Hateship, Friendship, Courtship, Loveship, Marriage
Description
$34.99
ISBN 0-7710-6525-6
DDC C813'.54
Author
Publisher
Year
Contributor
Beverly Rasporich is a professor in the Faculty of Communication and
Culture at the University of Calgary. She is the author of Dance of the
Sexes: Art and Gender in the Fiction of Alice Munro.
Review
A doyen of Canadian literature and internationally acclaimed short story
writer, Alice Munro is simply brilliant in these latest nine stories.
The dance of the sexes continues with probing, unsentimental insights
into marriage arrangements,
infidelities, and romantic illusions. In the title story, the
self-reliant and unloved Johanna follows her own successful marriage
destiny based on a fiction. An irony of the marriage game is wickedly
presented here, as it is in the story “The Bear Came Over the
Mountain,” where a long-time philandering husband is faced with his
senile wife falling in love with another man in a nursing home.
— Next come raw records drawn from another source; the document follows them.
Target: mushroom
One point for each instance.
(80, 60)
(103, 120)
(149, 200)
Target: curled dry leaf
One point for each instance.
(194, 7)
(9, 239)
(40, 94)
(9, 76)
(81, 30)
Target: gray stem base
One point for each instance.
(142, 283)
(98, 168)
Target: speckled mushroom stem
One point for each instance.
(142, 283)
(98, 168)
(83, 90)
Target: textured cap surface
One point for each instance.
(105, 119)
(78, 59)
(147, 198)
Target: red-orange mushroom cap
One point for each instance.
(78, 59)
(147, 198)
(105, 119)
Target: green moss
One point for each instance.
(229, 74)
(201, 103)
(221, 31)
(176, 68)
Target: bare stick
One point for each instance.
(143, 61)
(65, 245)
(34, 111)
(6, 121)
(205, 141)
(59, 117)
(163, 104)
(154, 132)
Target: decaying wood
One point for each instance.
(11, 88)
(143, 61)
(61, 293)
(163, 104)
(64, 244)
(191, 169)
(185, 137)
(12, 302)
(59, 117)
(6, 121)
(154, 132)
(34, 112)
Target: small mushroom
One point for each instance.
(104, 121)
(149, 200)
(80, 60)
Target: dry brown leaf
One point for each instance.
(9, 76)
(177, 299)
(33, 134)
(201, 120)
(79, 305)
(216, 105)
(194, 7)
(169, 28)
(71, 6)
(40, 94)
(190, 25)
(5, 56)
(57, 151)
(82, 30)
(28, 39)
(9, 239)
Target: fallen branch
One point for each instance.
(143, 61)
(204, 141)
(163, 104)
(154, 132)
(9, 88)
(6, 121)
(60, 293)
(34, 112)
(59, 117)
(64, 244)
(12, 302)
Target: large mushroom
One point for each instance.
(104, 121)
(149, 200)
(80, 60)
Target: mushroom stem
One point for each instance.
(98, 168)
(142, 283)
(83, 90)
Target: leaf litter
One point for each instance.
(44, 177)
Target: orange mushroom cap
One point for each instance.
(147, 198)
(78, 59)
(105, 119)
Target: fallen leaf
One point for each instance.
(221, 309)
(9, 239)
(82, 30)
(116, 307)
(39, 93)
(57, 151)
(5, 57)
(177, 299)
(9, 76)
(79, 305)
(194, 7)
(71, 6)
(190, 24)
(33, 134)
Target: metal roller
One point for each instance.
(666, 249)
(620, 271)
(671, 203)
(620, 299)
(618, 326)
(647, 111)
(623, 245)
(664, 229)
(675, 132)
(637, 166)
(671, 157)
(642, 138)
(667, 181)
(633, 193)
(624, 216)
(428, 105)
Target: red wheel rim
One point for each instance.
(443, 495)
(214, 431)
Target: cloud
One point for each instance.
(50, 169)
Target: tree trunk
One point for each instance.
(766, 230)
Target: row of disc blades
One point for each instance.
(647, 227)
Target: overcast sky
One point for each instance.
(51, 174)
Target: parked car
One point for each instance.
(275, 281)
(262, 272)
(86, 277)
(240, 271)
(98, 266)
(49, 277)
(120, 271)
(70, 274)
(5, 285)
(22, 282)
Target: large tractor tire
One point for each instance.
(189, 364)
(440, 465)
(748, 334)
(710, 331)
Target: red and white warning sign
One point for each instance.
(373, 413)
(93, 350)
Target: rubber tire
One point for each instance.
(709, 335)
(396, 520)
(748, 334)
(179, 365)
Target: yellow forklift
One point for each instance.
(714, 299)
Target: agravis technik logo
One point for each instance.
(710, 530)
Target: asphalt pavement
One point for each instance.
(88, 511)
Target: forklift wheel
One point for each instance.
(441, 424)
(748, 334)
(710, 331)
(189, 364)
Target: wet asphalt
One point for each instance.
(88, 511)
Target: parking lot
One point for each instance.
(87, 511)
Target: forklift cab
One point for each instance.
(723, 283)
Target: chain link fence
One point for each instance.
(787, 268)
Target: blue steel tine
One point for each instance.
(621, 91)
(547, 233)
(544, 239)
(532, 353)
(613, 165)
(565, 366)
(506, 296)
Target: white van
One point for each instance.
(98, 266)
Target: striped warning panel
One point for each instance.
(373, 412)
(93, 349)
Many of Munro’s female characters have consistently taken sexual
risks and independent stances, and they continue to do so. In
“Queenie,” an impulsive, young woman runs off with the mean widower
next door, then runs off again to vanish without a trace, leaving the
sister-narrator to consider her colossal sense of abandonment, the kind
that is part of everyone’s life. Always, Munro points to the
patriarchal power and condition of marriage that women negotiate the
best way that they can.
Alice Munro has always written about the body—her own life’s
passage in effect. In “Floating Bridge,” “Comfort,” and “What
Is Remembered” death is never at a safe distance as ageing, disease,
and senility crowd in. Funerals dot the fictional landscape, and one
narrator details the embalming process. As always, Munro is amazingly
perceptive in what her characters say, think, feel, and do in response
to this final event. Above all, Munro writes in a beautifully nuanced
prose style. Small moments of illumination conveyed through language,
honed through minimalist and metaphoric eloquence, occur regularly. Her
characters’ dialogues and their self-talk are conversations as if
overheard by the reader. Real life, the ostensible metier of her art, is
a continuing illusion deepened by the experienced ambiguities and quests
for truths that permeate Munro’s fiction and fascinate her readers.